The use of TFLOPS and GFLOPS as the plural of TFLOP/GFLOP is very confusing. This is a measure of work done, while normally TFLOPs/GFLOPs is a measure of computation speed (TFLOP/s and GFLOP/s).

science_man_88 2011-06-30 19:52

[QUOTE=LiquidNitrogen;265038]OK, I am expecting I will be flogged as a result of asking this, but I searched around and couldn't find an answer.

What the heck is a "GHz-Day" unit of measure?[/QUOTE]

every hear of a kilowatt-hour ?

if so you know what that means you should be able to find out what a GHz-Day is.

kilowatt-hour = running at 1 kilowatt for 1 hour. a GHz-day last I checked would be a processor running at 1 GHz for 1 full day. my outdated and supposedly obsolete processor from what I've founds can max out at 2.8 GHz holding it there for 1 Day = 2.8 GHz* 1 day = 2.8 GHz-Days. but not all that can go to prime 95 as the OS has to run.

science_man_88 2011-06-30 19:57

[QUOTE=science_man_88;265064]every hear of a kilowatt-hour ?

if so you know what that means you should be able to find out what a GHz-Day is.

kilowatt-hour = running at 1 kilowatt for 1 hour. a GHz-day last I checked would be a processor running at 1 GHz for 1 full day. my outdated and supposedly obsolete processor from what I've founds can max out at 2.8 GHz holding it there for 1 Day = 2.8 GHz* 1 day = 2.8 GHz-Days. but not all that can go to prime 95 as the OS has to run.[/QUOTE]

[url]http://answers.yahoo.com/question/index?qid=20100911100447AAeZ0E9[/url] is similar.

LiquidNitrogen 2011-06-30 20:02

[QUOTE=science_man_88;265064] a GHz-day last I checked would be a processor running at 1 GHz for 1 full day. [/QUOTE]

I understood the concept, I was wondering based on what architecture. The link showed this:

[B]GHz-days[/B]

The work accomplished by one [URL="http://www.mersennewiki.org/index.php/Core"]core[/URL] of a hypothetical 1GHz Core 2 Duo [URL="http://www.mersennewiki.org/index.php/CPU"]CPU[/URL] in one day.



BTW, thanks for the link [B]Uncwilly.[/B]


The chess community uses a 1.0 GHz Pentium III for a great deal of their hardware comparisons. See the link below for more info:


[URL]http://www.jens-hartmann.at/Fritzmarks/[/URL]


Notice our machine at #2 by a mere 0.64 GHz on the PIII scale achieved the result with 6 cores x 2 with hyperthreading on, while the #1 machine had 12 real cores (Dual Westmere).

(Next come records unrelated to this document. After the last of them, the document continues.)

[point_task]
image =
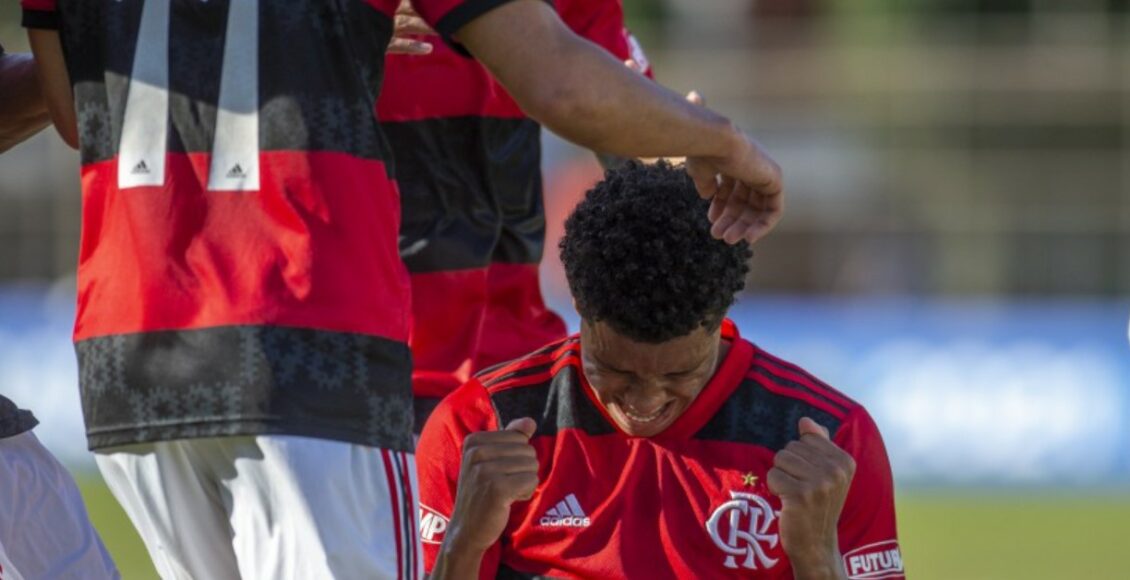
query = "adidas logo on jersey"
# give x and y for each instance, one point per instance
(567, 513)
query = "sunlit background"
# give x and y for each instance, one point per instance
(956, 256)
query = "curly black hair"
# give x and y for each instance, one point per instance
(639, 256)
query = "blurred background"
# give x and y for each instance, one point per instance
(956, 256)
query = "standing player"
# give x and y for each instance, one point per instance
(469, 171)
(23, 109)
(658, 443)
(243, 310)
(44, 529)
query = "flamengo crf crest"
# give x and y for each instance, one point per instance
(740, 527)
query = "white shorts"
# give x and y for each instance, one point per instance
(269, 507)
(44, 529)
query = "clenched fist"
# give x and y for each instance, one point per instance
(500, 468)
(811, 476)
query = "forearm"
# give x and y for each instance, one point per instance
(587, 96)
(23, 111)
(54, 83)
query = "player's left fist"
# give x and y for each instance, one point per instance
(811, 475)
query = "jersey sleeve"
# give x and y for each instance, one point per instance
(40, 14)
(868, 535)
(439, 458)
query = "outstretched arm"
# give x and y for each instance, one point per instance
(22, 107)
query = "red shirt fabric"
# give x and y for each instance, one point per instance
(690, 502)
(238, 270)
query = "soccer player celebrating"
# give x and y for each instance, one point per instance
(242, 306)
(469, 170)
(658, 442)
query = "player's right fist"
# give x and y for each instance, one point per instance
(498, 468)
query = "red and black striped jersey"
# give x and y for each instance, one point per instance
(238, 270)
(690, 502)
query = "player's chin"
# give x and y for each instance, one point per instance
(645, 426)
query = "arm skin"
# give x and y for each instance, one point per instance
(54, 81)
(587, 96)
(22, 107)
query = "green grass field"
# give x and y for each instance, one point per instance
(944, 536)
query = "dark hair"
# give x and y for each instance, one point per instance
(639, 256)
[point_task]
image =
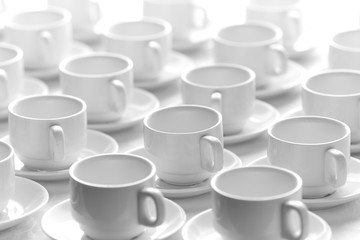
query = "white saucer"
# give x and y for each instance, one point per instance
(264, 115)
(354, 147)
(141, 104)
(97, 143)
(201, 227)
(53, 73)
(282, 83)
(347, 193)
(193, 41)
(178, 62)
(32, 86)
(29, 197)
(58, 223)
(231, 160)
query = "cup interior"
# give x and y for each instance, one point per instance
(250, 33)
(348, 39)
(96, 65)
(335, 83)
(35, 18)
(256, 183)
(183, 119)
(47, 107)
(137, 29)
(112, 170)
(309, 130)
(218, 76)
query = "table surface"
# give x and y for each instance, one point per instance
(344, 220)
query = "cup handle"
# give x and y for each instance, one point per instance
(278, 52)
(155, 49)
(201, 17)
(57, 143)
(159, 203)
(216, 101)
(118, 99)
(300, 208)
(341, 168)
(3, 85)
(95, 12)
(45, 39)
(211, 153)
(294, 25)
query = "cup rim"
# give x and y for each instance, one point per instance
(149, 116)
(14, 103)
(184, 75)
(327, 72)
(64, 64)
(337, 45)
(75, 165)
(165, 24)
(19, 53)
(11, 151)
(66, 18)
(340, 123)
(298, 186)
(277, 34)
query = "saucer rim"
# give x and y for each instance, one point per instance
(159, 82)
(317, 203)
(181, 212)
(265, 93)
(184, 232)
(44, 197)
(33, 80)
(116, 126)
(240, 137)
(193, 192)
(61, 174)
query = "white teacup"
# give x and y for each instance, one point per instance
(45, 36)
(186, 143)
(109, 196)
(344, 50)
(228, 88)
(258, 202)
(288, 18)
(48, 132)
(7, 173)
(11, 73)
(146, 42)
(334, 94)
(317, 148)
(257, 45)
(85, 15)
(108, 76)
(184, 16)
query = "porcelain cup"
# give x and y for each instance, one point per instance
(257, 45)
(335, 94)
(108, 76)
(185, 16)
(185, 142)
(259, 202)
(110, 196)
(344, 50)
(228, 88)
(45, 36)
(7, 173)
(85, 15)
(147, 42)
(287, 17)
(48, 132)
(11, 73)
(317, 148)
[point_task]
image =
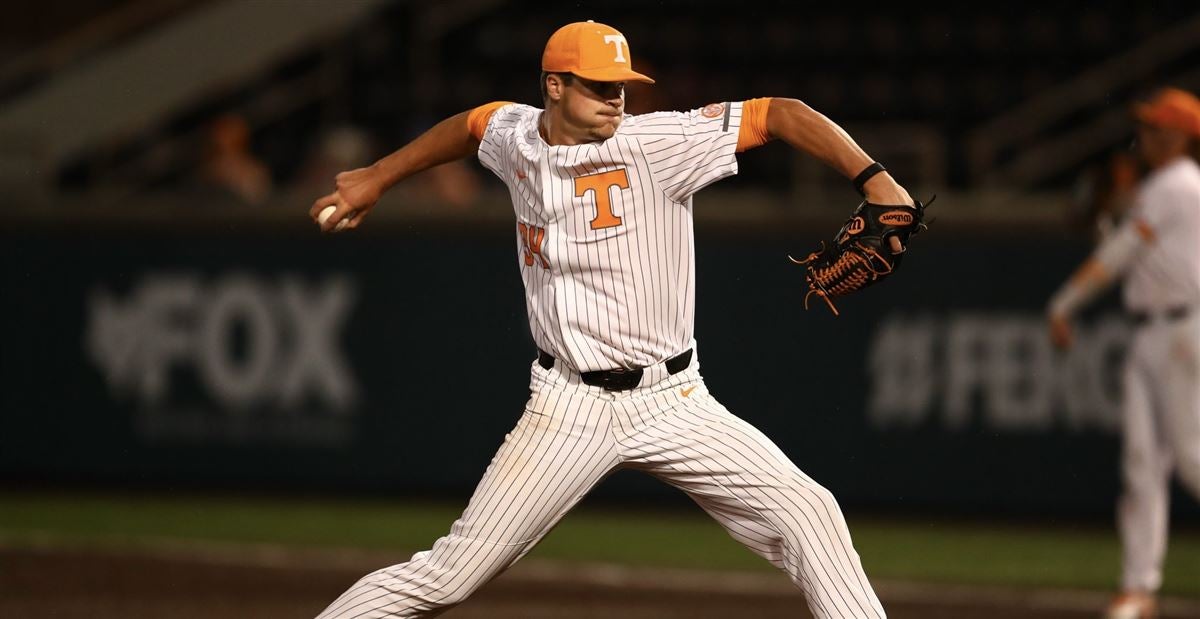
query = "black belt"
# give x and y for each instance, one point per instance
(1170, 314)
(619, 379)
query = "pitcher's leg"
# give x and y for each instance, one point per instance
(1143, 508)
(546, 464)
(741, 478)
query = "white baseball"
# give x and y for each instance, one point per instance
(327, 212)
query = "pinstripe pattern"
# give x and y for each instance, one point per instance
(570, 437)
(619, 294)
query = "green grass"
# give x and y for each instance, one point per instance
(1060, 556)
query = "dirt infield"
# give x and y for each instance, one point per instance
(100, 584)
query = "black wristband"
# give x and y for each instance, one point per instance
(865, 175)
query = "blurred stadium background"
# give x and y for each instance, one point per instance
(213, 410)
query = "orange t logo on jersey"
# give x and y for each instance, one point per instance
(600, 184)
(532, 238)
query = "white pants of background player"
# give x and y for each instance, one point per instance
(1162, 432)
(570, 437)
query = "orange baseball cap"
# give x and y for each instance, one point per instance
(1171, 108)
(592, 50)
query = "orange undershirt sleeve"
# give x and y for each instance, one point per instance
(477, 121)
(753, 132)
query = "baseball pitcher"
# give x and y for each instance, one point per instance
(605, 247)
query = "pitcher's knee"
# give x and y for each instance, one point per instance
(815, 496)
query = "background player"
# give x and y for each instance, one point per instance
(605, 248)
(1157, 252)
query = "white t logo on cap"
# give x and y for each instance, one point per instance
(621, 50)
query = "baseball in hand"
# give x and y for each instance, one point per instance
(327, 212)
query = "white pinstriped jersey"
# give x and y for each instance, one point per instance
(605, 232)
(1167, 274)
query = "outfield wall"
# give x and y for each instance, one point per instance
(259, 356)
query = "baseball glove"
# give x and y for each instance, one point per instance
(861, 253)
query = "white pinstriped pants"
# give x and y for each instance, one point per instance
(1161, 434)
(570, 437)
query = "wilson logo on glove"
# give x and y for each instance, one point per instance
(894, 218)
(861, 253)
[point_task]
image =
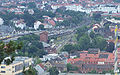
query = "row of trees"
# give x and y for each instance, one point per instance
(8, 50)
(32, 46)
(87, 40)
(29, 19)
(75, 18)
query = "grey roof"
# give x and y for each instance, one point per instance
(6, 29)
(97, 66)
(103, 56)
(93, 50)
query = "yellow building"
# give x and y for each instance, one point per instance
(16, 67)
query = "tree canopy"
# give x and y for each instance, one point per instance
(53, 71)
(32, 45)
(7, 50)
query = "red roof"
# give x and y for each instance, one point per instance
(42, 66)
(94, 58)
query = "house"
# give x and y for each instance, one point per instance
(16, 67)
(37, 24)
(44, 36)
(48, 64)
(93, 50)
(50, 22)
(19, 23)
(40, 69)
(94, 60)
(50, 56)
(59, 19)
(59, 64)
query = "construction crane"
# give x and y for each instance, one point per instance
(115, 58)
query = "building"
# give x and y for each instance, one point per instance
(16, 68)
(99, 61)
(44, 36)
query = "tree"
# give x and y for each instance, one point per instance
(92, 34)
(69, 67)
(110, 47)
(84, 42)
(31, 5)
(68, 48)
(32, 45)
(6, 50)
(53, 71)
(93, 72)
(31, 71)
(100, 42)
(117, 1)
(97, 17)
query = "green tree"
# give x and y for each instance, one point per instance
(31, 5)
(7, 50)
(53, 71)
(31, 71)
(93, 72)
(68, 48)
(92, 34)
(69, 67)
(97, 17)
(84, 42)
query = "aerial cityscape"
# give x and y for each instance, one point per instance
(59, 37)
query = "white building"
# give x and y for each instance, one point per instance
(16, 67)
(50, 56)
(36, 25)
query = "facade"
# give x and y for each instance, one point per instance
(101, 61)
(44, 36)
(16, 68)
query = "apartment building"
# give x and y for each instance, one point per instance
(16, 67)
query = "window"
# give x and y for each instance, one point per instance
(12, 66)
(2, 66)
(2, 71)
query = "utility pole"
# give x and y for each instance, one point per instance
(115, 53)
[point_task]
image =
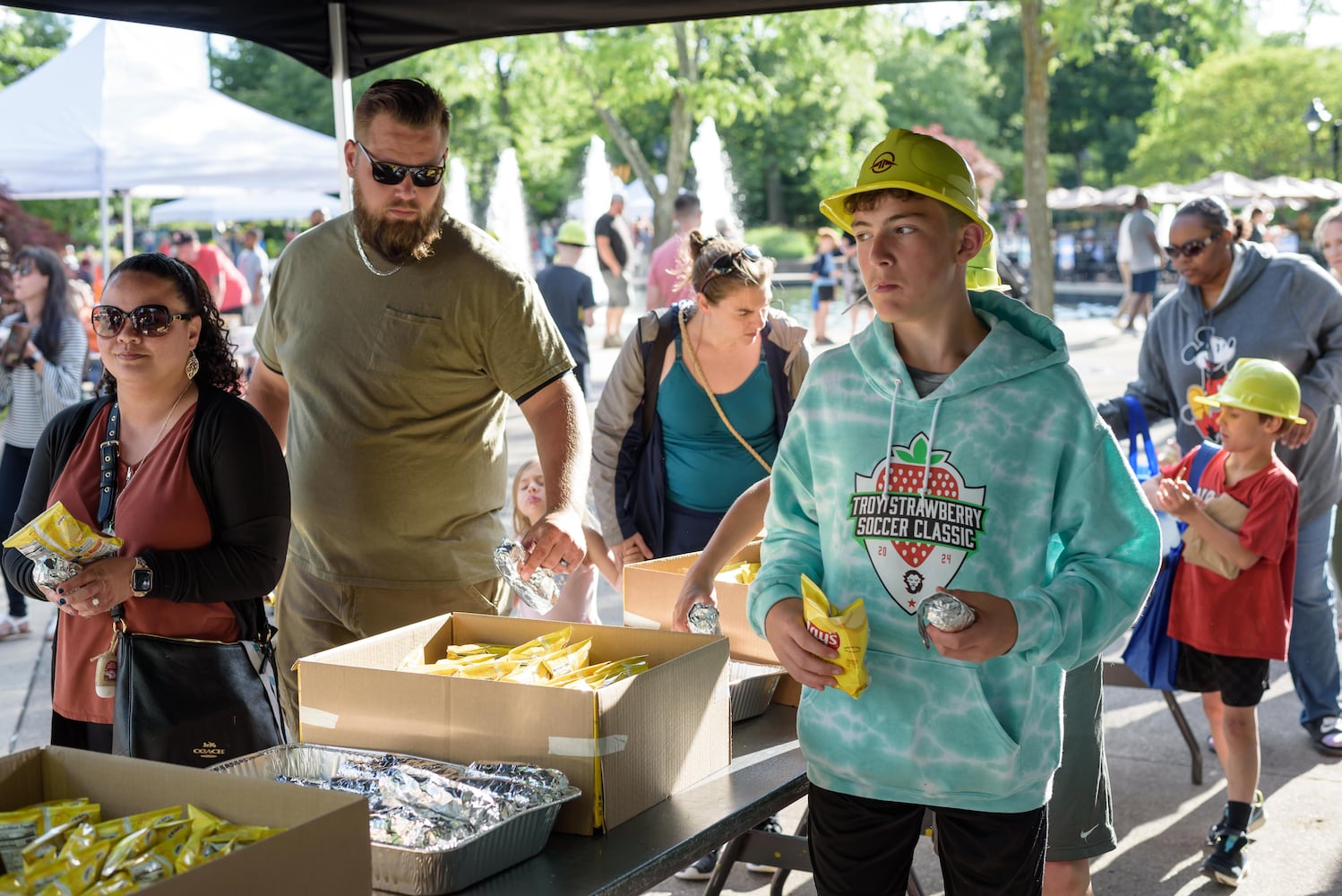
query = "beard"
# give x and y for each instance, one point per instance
(399, 240)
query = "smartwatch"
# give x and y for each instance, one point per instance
(142, 578)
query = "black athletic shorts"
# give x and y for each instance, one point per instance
(1242, 680)
(865, 847)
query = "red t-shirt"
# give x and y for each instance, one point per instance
(161, 509)
(1248, 616)
(210, 262)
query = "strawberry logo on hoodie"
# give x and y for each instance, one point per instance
(916, 518)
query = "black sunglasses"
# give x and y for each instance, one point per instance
(729, 262)
(148, 320)
(391, 173)
(1191, 248)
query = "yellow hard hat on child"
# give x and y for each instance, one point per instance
(1261, 385)
(981, 274)
(916, 162)
(572, 234)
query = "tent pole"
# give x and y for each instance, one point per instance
(128, 227)
(341, 91)
(104, 224)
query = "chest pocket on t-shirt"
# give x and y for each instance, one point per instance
(406, 340)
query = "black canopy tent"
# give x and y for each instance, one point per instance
(383, 31)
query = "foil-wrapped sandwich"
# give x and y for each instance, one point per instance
(539, 590)
(703, 620)
(427, 805)
(946, 612)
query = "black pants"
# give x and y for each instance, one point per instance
(80, 736)
(13, 471)
(865, 847)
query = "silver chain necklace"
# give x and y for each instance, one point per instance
(364, 255)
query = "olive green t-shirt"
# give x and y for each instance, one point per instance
(396, 401)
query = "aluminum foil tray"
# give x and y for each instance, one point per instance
(417, 872)
(752, 687)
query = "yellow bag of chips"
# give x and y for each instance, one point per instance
(844, 631)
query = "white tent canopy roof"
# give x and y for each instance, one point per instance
(242, 205)
(104, 116)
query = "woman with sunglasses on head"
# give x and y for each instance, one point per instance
(1239, 299)
(694, 408)
(693, 413)
(197, 488)
(40, 375)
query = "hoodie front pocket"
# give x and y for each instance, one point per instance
(924, 728)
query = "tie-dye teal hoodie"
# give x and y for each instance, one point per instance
(1002, 480)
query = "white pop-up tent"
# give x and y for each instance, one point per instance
(243, 205)
(108, 118)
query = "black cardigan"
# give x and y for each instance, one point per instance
(239, 470)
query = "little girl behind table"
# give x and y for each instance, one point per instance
(577, 588)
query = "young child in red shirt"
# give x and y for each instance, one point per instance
(1231, 607)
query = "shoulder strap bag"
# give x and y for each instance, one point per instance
(183, 701)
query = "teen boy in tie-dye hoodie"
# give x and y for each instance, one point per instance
(951, 447)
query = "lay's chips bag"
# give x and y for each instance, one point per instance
(844, 631)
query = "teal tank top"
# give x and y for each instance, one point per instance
(706, 467)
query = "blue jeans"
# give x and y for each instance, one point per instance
(1312, 656)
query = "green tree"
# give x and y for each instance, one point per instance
(1200, 126)
(29, 39)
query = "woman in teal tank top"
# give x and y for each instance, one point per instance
(721, 402)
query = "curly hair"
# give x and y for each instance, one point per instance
(213, 350)
(706, 250)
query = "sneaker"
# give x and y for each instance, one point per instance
(1258, 817)
(1228, 864)
(701, 869)
(773, 826)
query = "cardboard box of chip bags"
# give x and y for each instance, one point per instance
(651, 589)
(627, 746)
(323, 848)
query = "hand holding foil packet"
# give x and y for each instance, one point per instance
(946, 612)
(58, 544)
(539, 590)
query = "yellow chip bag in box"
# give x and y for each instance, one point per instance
(844, 631)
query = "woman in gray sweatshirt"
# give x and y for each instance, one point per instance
(1240, 299)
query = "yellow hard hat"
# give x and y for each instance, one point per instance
(1261, 385)
(981, 274)
(572, 234)
(916, 162)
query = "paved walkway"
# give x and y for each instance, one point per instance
(1161, 815)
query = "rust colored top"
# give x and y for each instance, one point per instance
(161, 509)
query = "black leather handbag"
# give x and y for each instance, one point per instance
(183, 701)
(194, 703)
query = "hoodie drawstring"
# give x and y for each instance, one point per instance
(890, 434)
(932, 440)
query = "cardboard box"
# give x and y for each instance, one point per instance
(627, 746)
(649, 593)
(325, 848)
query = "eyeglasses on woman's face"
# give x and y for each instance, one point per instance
(392, 173)
(148, 320)
(729, 262)
(1191, 248)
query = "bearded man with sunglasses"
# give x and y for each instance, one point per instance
(390, 345)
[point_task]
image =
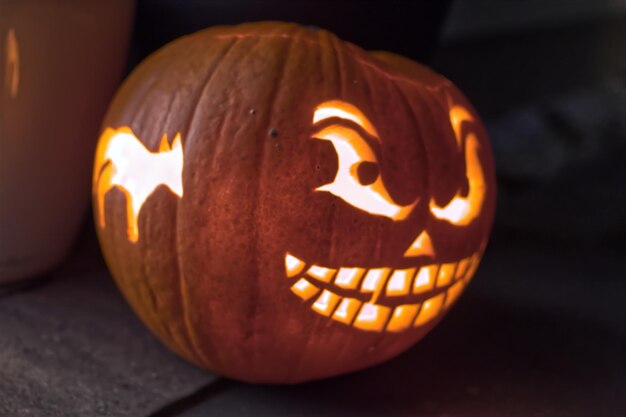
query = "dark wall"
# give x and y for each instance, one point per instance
(408, 27)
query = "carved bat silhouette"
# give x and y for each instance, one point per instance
(122, 161)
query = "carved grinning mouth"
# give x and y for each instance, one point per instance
(350, 295)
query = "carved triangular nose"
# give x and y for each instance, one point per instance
(422, 246)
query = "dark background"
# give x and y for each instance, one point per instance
(540, 332)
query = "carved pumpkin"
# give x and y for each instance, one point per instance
(278, 205)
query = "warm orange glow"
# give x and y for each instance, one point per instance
(425, 279)
(346, 310)
(400, 282)
(374, 281)
(343, 110)
(122, 161)
(12, 64)
(442, 282)
(458, 115)
(402, 317)
(422, 246)
(352, 150)
(461, 268)
(349, 277)
(462, 210)
(304, 289)
(430, 309)
(326, 303)
(321, 273)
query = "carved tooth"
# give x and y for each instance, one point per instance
(472, 268)
(374, 281)
(462, 268)
(400, 282)
(372, 317)
(321, 273)
(326, 303)
(453, 293)
(304, 289)
(293, 265)
(349, 277)
(347, 309)
(425, 279)
(402, 317)
(446, 274)
(430, 309)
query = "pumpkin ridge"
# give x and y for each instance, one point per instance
(184, 297)
(252, 332)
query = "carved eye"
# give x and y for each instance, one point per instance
(358, 181)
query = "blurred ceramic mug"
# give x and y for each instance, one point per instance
(60, 62)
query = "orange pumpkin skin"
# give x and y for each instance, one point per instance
(207, 269)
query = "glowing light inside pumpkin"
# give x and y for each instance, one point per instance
(12, 64)
(123, 162)
(343, 110)
(352, 150)
(421, 246)
(462, 210)
(458, 115)
(430, 300)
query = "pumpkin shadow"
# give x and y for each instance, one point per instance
(499, 352)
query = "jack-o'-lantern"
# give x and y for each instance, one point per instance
(278, 205)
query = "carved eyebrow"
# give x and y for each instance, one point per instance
(343, 110)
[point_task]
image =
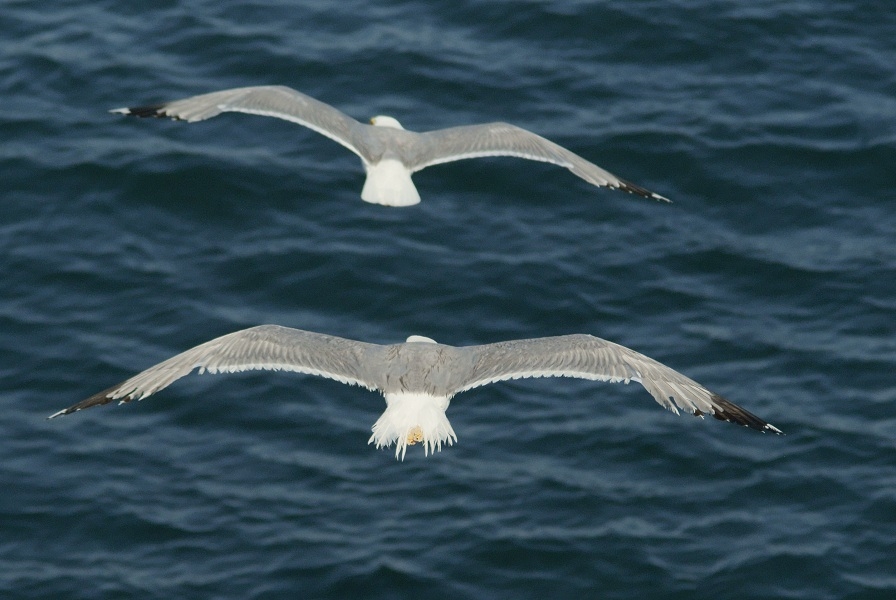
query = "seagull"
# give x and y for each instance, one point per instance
(419, 377)
(389, 152)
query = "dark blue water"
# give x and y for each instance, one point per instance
(771, 279)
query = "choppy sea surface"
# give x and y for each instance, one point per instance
(771, 279)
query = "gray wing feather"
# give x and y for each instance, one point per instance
(266, 347)
(270, 101)
(589, 357)
(503, 139)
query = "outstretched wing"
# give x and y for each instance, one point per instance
(266, 347)
(503, 139)
(589, 357)
(269, 101)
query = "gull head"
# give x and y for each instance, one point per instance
(413, 418)
(381, 121)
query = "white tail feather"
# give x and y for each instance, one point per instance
(389, 183)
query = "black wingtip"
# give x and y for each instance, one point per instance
(153, 110)
(631, 188)
(104, 397)
(725, 410)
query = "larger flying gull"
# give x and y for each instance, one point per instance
(389, 152)
(419, 377)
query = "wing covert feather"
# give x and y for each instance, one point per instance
(269, 100)
(265, 347)
(504, 139)
(589, 357)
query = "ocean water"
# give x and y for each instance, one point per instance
(771, 279)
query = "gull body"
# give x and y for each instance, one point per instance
(389, 153)
(419, 377)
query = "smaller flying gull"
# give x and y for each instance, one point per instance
(389, 153)
(419, 377)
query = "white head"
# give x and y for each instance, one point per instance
(381, 121)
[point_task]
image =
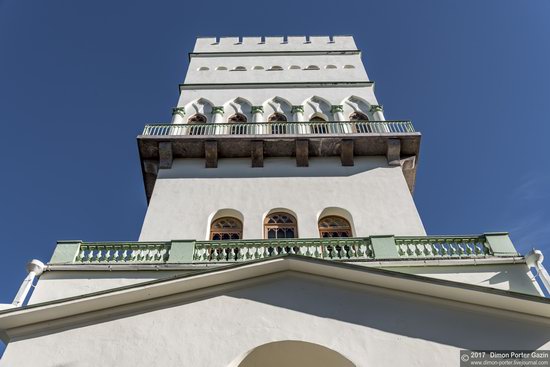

Unregistered 2012-02-14 23:05

GHz days reducing
 
Folks,
I've been thrashing some spares servers for a while now and have seen some wild flucuations in my GHz/Days total. Has anyone experienced this before and is there any point caring about it?

regards,
andrew

Uncwilly 2012-02-15 00:33

[QUOTE=Unregistered;289407]I've been thrashing some spares servers for a while now and have seen some wild flucuations in my GHz/Days total. Has anyone experienced this before and is there any point caring about it?[/QUOTE]If you are doing primality testing (the L-L test) and you started your machines nearly the same time, they all would report their results at about the same time. This would cause your GHz-days to jump up quite quickly and then seem to idle until the next round is reported.